A new study has revealed that the population in the United States is more than that of Europe despite having lower life expectancy because of higher birth rate and immigration.
In 2005, the population of the then 25-member European Union stood at 463 million people against 296 million in the United States, noted the study by France's national institute of demographic studies (INED).
But over the past 20 years the US population has grown three and a half times faster, wrote demographer Gilles Pison in the report published in INED's "Population and Societies" journal.
By 2050, Europe could see its population fall to under 460 million while the United States could grow to 402 million, according to UN projections.
That is due to several factors, said INED. The birthrate is much higher in the United States, with 14 births per thousand people against 10.5 per thousand in the EU.
That makes the United States "part of humanity's most fertile minority," the report said.
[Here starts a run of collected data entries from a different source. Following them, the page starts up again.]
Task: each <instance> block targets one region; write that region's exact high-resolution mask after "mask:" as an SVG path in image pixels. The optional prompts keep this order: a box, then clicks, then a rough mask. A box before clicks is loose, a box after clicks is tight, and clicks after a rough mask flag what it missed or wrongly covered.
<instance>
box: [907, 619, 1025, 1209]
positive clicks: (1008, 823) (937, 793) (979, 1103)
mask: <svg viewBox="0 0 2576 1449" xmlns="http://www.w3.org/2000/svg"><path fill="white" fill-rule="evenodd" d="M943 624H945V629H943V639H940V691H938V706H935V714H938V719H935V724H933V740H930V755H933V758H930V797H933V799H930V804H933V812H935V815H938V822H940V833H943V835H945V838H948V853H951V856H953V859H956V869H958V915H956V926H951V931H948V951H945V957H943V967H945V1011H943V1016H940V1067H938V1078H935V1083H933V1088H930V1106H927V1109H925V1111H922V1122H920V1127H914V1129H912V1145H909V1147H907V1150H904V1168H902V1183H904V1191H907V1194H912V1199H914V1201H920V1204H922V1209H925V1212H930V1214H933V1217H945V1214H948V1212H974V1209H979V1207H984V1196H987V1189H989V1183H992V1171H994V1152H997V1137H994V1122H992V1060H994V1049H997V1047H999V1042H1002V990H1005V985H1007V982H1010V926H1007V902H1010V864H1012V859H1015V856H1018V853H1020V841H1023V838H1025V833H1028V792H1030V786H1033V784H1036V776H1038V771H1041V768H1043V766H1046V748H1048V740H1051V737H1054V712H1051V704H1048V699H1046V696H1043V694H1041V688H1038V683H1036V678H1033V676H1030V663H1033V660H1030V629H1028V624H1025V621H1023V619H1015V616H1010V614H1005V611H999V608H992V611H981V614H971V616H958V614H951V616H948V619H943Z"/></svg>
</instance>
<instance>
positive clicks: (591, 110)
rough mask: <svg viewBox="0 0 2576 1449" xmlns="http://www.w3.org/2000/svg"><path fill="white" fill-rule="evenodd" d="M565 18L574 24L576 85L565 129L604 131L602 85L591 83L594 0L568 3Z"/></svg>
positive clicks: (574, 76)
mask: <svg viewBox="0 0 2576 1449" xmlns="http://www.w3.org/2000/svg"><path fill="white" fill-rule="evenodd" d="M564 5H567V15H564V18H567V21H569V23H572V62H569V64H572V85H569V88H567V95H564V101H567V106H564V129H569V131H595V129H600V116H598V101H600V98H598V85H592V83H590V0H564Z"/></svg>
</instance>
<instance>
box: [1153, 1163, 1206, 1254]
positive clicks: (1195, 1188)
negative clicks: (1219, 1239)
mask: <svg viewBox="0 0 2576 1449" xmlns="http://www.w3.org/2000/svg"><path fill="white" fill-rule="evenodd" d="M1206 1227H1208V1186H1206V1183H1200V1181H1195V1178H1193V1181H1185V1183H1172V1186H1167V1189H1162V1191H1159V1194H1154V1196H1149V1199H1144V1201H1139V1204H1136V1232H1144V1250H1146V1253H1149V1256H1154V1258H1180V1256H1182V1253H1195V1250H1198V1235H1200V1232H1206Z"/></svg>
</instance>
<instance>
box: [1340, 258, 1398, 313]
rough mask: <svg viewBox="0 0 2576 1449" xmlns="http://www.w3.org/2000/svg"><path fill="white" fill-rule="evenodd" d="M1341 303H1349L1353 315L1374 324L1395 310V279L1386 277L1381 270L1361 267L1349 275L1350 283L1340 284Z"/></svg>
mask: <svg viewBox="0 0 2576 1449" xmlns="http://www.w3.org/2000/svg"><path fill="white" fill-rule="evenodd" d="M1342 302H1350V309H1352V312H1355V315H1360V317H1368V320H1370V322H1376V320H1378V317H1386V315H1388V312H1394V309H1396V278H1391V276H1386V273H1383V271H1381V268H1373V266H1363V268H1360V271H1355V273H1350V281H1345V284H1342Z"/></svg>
Widespread religious practice in the US, more unplanned pregnancies, and the large Hispanic minority, with 2.9 children per woman, also help explain the difference in population growth rates.
To that is added growth due to immigration, said INED.
In Europe, "if the population continues to grow, it is due solely to immigration," said the study.
But life expectancy is higher in the EU.
In 2005, European women lived to an average of 82 years while American women lived to 80.4 years. European men lived to 75.8 years while their US counterparts lived to 75.2.